La Suprema Corte rigetta il ricorso.
Quanto al primo profilo, si osserva come dal giudizio di merito emerga che anche in relazione al periodo in cui i sindaci avevano esercitato le proprie funzioni le scritture contabili risultavano tenute, come richiesto dall’art. 216 comma 1 n. 2 del RD 267/194, in guisa da non consentire la ricostruzione del patrimonio o del movimento degli affari. In particolare, il libro giornale scritturato fino al 31 dicembre 2002 non era vidimato, rendendo impossibile ricostruire le giornaliere operazioni di dare/avere, e i bilanci degli esercizi 2002/2004 non risultavano approvati (perché – sembrerebbe implicitamente desumibile – non predisposti dall’organo amministrativo); circostanza, quest’ultima, di grande rilievo, dal momento che alla cooperativa erano in quel periodo pervenute, attraverso contributi pubblici, ingenti risorse economiche.

Quanto al secondo aspetto, la Suprema Corte ricorda che i componenti del collegio sindacale concorrono nel delitto di bancarotta fraudolenta, commesso dall’amministratore della società, anche per omesso esercizio dei poteri-doveri di controllo loro attribuiti dagli artt. 2403 e ss. c.c.
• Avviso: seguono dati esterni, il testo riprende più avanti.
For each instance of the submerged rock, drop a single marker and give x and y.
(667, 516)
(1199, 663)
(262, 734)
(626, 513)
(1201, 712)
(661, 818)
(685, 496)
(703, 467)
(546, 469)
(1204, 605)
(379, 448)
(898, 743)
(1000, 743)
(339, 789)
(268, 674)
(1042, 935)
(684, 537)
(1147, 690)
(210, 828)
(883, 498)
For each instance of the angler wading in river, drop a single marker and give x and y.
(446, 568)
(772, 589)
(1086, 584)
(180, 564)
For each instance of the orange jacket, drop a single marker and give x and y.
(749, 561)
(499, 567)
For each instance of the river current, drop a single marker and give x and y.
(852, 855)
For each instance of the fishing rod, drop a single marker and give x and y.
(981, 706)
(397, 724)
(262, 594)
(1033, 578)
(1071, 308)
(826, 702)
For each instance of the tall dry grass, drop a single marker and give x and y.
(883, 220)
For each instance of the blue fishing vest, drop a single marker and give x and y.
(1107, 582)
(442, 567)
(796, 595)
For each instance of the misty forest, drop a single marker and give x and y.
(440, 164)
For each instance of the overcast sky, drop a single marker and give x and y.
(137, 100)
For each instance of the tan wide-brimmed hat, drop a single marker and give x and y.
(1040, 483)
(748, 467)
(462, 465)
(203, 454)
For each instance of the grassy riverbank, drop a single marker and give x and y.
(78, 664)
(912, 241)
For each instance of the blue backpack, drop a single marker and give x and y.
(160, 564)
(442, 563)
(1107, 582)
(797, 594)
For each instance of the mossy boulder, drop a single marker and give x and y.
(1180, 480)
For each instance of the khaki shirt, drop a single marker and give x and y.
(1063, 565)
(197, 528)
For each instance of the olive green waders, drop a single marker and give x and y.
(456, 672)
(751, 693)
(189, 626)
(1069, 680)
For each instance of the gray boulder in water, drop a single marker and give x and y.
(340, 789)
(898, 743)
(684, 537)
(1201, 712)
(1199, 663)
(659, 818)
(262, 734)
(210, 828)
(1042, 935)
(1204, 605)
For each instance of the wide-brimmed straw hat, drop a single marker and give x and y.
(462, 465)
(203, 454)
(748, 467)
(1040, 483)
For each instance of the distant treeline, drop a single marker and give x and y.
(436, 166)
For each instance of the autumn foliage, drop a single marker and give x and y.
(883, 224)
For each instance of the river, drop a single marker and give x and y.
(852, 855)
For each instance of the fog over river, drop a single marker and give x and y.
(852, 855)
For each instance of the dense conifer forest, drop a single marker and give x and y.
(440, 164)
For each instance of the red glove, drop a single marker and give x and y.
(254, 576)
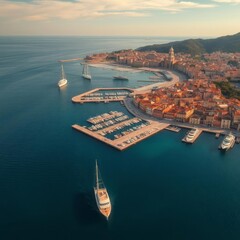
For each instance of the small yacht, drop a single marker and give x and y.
(85, 72)
(227, 142)
(191, 134)
(63, 81)
(101, 195)
(120, 78)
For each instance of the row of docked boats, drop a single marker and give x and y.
(227, 143)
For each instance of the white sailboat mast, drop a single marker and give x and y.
(97, 184)
(63, 75)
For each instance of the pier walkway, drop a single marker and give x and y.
(128, 140)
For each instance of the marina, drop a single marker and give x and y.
(129, 131)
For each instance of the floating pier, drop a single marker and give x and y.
(173, 128)
(125, 141)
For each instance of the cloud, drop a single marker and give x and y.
(227, 1)
(37, 10)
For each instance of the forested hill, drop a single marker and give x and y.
(230, 43)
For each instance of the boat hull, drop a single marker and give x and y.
(105, 211)
(86, 76)
(120, 78)
(62, 82)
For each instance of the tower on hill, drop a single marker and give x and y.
(171, 58)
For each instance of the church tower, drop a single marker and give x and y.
(171, 56)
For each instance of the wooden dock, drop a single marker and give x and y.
(195, 137)
(173, 129)
(128, 140)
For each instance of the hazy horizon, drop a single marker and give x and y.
(153, 18)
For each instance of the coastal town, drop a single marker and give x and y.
(197, 100)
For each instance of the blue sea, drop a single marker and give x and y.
(159, 188)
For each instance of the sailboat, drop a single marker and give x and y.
(85, 72)
(101, 195)
(63, 81)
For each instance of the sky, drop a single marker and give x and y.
(192, 18)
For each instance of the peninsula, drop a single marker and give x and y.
(199, 100)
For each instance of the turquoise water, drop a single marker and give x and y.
(160, 188)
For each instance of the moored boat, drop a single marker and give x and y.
(101, 195)
(227, 142)
(63, 81)
(189, 138)
(85, 72)
(120, 78)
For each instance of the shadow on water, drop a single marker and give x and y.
(85, 208)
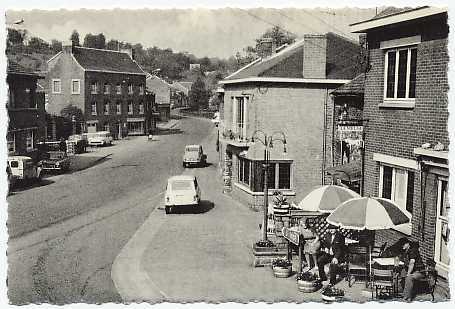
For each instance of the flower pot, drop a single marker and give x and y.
(308, 286)
(282, 272)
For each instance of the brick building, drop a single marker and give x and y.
(347, 134)
(163, 92)
(288, 92)
(25, 106)
(406, 138)
(107, 86)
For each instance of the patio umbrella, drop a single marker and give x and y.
(326, 198)
(367, 213)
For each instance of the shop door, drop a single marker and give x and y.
(442, 257)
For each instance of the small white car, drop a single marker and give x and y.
(194, 155)
(101, 138)
(183, 191)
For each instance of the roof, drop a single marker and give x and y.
(15, 68)
(354, 87)
(92, 59)
(393, 15)
(288, 63)
(181, 177)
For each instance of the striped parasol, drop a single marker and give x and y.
(326, 198)
(368, 213)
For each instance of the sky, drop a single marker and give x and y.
(202, 32)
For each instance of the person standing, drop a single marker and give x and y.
(333, 251)
(414, 268)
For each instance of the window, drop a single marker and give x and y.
(130, 108)
(94, 88)
(239, 115)
(56, 86)
(93, 108)
(75, 86)
(106, 108)
(107, 88)
(11, 142)
(400, 73)
(397, 184)
(251, 174)
(29, 140)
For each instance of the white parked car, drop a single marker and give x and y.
(101, 138)
(182, 191)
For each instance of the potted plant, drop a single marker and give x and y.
(282, 268)
(331, 294)
(308, 282)
(280, 204)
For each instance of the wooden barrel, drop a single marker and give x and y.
(282, 272)
(308, 286)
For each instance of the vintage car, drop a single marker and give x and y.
(23, 168)
(183, 191)
(194, 155)
(101, 138)
(56, 161)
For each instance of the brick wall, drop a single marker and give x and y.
(397, 132)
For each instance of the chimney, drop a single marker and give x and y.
(67, 47)
(129, 51)
(314, 56)
(266, 47)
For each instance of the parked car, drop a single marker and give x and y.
(23, 168)
(101, 138)
(183, 191)
(80, 142)
(194, 155)
(56, 161)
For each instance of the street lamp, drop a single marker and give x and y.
(267, 141)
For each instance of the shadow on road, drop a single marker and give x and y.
(26, 185)
(204, 206)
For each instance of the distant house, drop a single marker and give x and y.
(163, 91)
(107, 86)
(406, 139)
(285, 95)
(25, 106)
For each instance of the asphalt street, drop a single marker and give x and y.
(66, 233)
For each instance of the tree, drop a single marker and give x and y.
(75, 38)
(198, 96)
(95, 41)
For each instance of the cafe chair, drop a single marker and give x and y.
(384, 282)
(357, 264)
(427, 284)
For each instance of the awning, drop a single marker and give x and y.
(256, 153)
(351, 171)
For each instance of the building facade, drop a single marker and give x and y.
(285, 95)
(406, 138)
(25, 106)
(107, 86)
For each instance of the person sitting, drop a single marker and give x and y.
(413, 268)
(311, 244)
(332, 251)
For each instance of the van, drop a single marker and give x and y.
(101, 138)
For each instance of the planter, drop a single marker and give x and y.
(282, 272)
(308, 286)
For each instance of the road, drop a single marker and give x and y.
(65, 234)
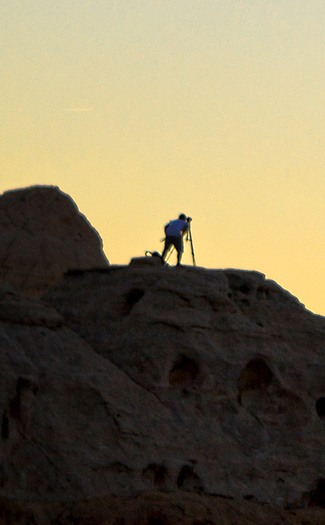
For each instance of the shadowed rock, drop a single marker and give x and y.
(154, 395)
(42, 235)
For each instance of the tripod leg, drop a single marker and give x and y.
(192, 248)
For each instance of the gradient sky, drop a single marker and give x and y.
(143, 109)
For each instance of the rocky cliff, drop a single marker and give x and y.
(42, 235)
(155, 395)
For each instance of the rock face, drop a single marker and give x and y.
(157, 395)
(42, 235)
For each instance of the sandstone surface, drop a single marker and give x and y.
(42, 235)
(159, 395)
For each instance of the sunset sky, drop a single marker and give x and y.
(144, 109)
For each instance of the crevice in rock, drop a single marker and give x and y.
(22, 385)
(320, 407)
(157, 475)
(5, 427)
(318, 495)
(183, 373)
(255, 376)
(131, 299)
(189, 481)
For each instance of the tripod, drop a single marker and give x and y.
(189, 237)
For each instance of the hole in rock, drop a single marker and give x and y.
(188, 480)
(184, 372)
(132, 298)
(318, 496)
(320, 406)
(158, 474)
(255, 376)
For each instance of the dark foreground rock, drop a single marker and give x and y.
(161, 395)
(42, 235)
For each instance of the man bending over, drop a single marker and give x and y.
(174, 232)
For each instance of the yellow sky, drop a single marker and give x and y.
(143, 109)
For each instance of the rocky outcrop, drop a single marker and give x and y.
(159, 395)
(42, 235)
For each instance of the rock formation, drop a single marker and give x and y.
(42, 235)
(152, 395)
(161, 395)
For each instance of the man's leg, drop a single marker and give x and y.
(179, 245)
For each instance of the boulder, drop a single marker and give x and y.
(42, 235)
(161, 395)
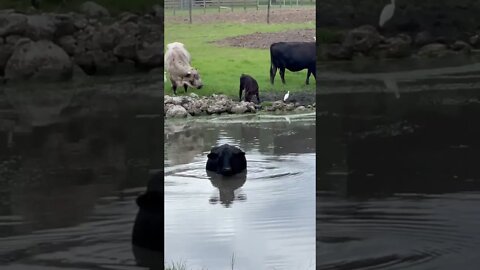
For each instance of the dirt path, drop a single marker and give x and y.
(300, 15)
(264, 40)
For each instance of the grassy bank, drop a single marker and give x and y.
(220, 67)
(114, 6)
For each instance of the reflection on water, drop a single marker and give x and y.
(264, 217)
(73, 158)
(400, 185)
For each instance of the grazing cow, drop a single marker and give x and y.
(250, 85)
(226, 160)
(178, 66)
(294, 56)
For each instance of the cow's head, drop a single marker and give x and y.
(192, 79)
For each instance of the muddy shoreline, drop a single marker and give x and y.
(194, 105)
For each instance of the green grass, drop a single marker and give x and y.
(220, 67)
(114, 6)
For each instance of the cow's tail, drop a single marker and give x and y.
(273, 68)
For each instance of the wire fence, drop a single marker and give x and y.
(178, 7)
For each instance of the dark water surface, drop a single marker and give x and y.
(398, 177)
(73, 158)
(265, 219)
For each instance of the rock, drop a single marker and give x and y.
(126, 17)
(290, 107)
(94, 10)
(362, 39)
(68, 44)
(423, 38)
(158, 11)
(12, 24)
(108, 36)
(40, 27)
(300, 109)
(131, 28)
(12, 40)
(80, 22)
(461, 46)
(398, 46)
(151, 55)
(215, 109)
(6, 51)
(96, 62)
(127, 48)
(433, 50)
(38, 60)
(64, 25)
(176, 111)
(475, 41)
(339, 52)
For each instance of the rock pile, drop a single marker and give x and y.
(193, 105)
(50, 46)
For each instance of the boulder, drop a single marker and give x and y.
(362, 39)
(151, 55)
(176, 111)
(398, 46)
(97, 62)
(40, 27)
(108, 36)
(12, 24)
(38, 60)
(433, 50)
(94, 10)
(68, 44)
(127, 48)
(423, 38)
(461, 46)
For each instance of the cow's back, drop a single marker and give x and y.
(293, 55)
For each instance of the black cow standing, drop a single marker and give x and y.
(226, 160)
(250, 85)
(294, 56)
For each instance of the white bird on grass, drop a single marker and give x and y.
(286, 96)
(387, 13)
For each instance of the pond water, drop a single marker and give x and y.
(264, 219)
(73, 159)
(399, 181)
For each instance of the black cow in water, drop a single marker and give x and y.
(294, 56)
(250, 85)
(147, 235)
(226, 160)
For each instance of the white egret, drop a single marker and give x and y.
(387, 13)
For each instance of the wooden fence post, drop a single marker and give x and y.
(190, 10)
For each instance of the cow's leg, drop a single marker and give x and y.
(282, 74)
(308, 76)
(273, 72)
(174, 87)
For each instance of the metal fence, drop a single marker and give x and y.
(176, 5)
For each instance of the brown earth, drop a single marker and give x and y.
(294, 15)
(264, 40)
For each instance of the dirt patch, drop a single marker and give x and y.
(264, 40)
(301, 15)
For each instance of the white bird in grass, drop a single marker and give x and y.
(387, 13)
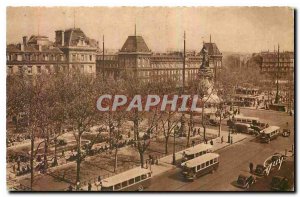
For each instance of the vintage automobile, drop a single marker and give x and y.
(260, 170)
(243, 128)
(244, 181)
(279, 183)
(213, 122)
(286, 132)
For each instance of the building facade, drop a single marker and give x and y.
(72, 50)
(34, 56)
(271, 63)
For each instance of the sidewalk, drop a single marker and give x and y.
(165, 163)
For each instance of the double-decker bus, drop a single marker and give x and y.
(200, 165)
(132, 180)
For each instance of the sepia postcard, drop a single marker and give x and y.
(102, 99)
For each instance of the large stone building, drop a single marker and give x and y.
(72, 50)
(80, 50)
(136, 56)
(269, 62)
(34, 56)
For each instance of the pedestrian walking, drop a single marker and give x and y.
(251, 167)
(78, 186)
(70, 188)
(89, 186)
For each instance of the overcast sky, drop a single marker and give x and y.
(234, 29)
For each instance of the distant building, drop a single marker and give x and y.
(270, 62)
(72, 50)
(34, 56)
(136, 56)
(79, 49)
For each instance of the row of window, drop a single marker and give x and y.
(34, 57)
(29, 69)
(275, 69)
(82, 57)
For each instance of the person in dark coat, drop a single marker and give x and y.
(70, 188)
(251, 167)
(89, 186)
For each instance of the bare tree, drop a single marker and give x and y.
(81, 110)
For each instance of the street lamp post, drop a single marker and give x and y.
(277, 78)
(174, 157)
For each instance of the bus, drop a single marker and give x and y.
(195, 151)
(269, 133)
(246, 119)
(200, 165)
(243, 128)
(135, 179)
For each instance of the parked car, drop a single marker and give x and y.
(243, 128)
(286, 132)
(244, 181)
(260, 170)
(279, 183)
(213, 122)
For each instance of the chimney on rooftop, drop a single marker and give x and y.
(60, 37)
(25, 40)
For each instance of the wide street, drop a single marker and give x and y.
(234, 160)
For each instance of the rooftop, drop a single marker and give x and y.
(211, 48)
(135, 44)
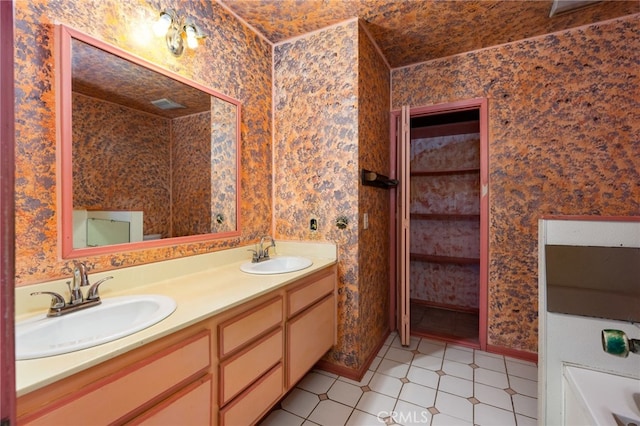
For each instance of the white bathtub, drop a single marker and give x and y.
(598, 398)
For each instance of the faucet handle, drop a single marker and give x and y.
(256, 256)
(57, 301)
(80, 277)
(92, 294)
(616, 342)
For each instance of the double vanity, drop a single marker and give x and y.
(235, 344)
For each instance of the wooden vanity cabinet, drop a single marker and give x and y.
(230, 369)
(159, 377)
(251, 355)
(311, 323)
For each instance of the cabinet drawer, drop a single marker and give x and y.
(309, 336)
(245, 327)
(239, 371)
(253, 403)
(112, 399)
(189, 407)
(307, 294)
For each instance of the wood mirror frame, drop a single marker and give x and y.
(64, 39)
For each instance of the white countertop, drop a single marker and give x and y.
(202, 286)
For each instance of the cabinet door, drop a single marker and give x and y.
(189, 407)
(309, 336)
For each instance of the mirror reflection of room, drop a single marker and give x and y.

Doveri, questi, che non si esauriscono nella mera verifica (contabile) della documentazione messa a disposizione dagli amministratori ma, pur non investendo in forma diretta le scelte imprenditoriali, si estendono al contenuto della gestione sociale, a tutela non solo dell’interesse dei soci ma anche di quello concorrente dei creditori sociali (cfr. Cass. n. 18985/2016).

Sussiste, quindi, la responsabilità del collegio sindacale, a titolo di concorso nel reato di bancarotta fraudolenta, qualora si ravvisino puntuali elementi sintomatici, dotati del necessario spessore indiziario, in forza dei quali l’omissione del potere di controllo – e, pertanto, l’inadempimento dei poteri/doveri di vigilanza il cui esercizio sarebbe valso a impedire le condotte degli amministratori – assume un evidente carattere di dolosa partecipazione, sia pure nella forma del dolo eventuale, per consapevole accettazione del rischio che l’omesso controllo potrebbe consentire la commissione di illiceità da parte degli amministratori (cfr. Cass. n. 26399/2014).

Rispondono, quindi, di concorso nel reato di bancarotta fraudolenta documentale i sindaci imputati che, a fronte dell’inattendibilità dei dati contenuti nel bilancio chiuso al 31 dicembre 2001 e della mancata approvazione dei bilanci degli esercizi successivi, non si erano attivati e neppure avevano tenuto, per oltre due anni, riunioni (per le quali neppure esisteva un registro). Tali macroscopiche omissioni, in uno con il fatto che i sindaci erano altresì soci, danno conto, chiaramente, del nesso di causalità rispetto al permanere dell’irregolare tenuta della contabilità in guisa da non consentire la ricostruzione del patrimonio o del movimento degli affari della società.

Con riguardo all’ultimo profilo del ricorso, infine, la decisione in commento sottolinea come nessun rilievo possa essere attribuito, in funzione dell’esclusione dell’elemento soggettivo, a un’eventuale assenza di dimestichezza nell’espletamento della funzione tecnica di sindaco. Gli inadempimenti accertati, infatti, e, soprattutto, la mancata approvazione dei bilanci d’esercizio, sono violazioni talmente macroscopiche da consentire di escludere una mera colpa, essendo gli elementi suddetti convergenti verso la volontarietànell’omissione.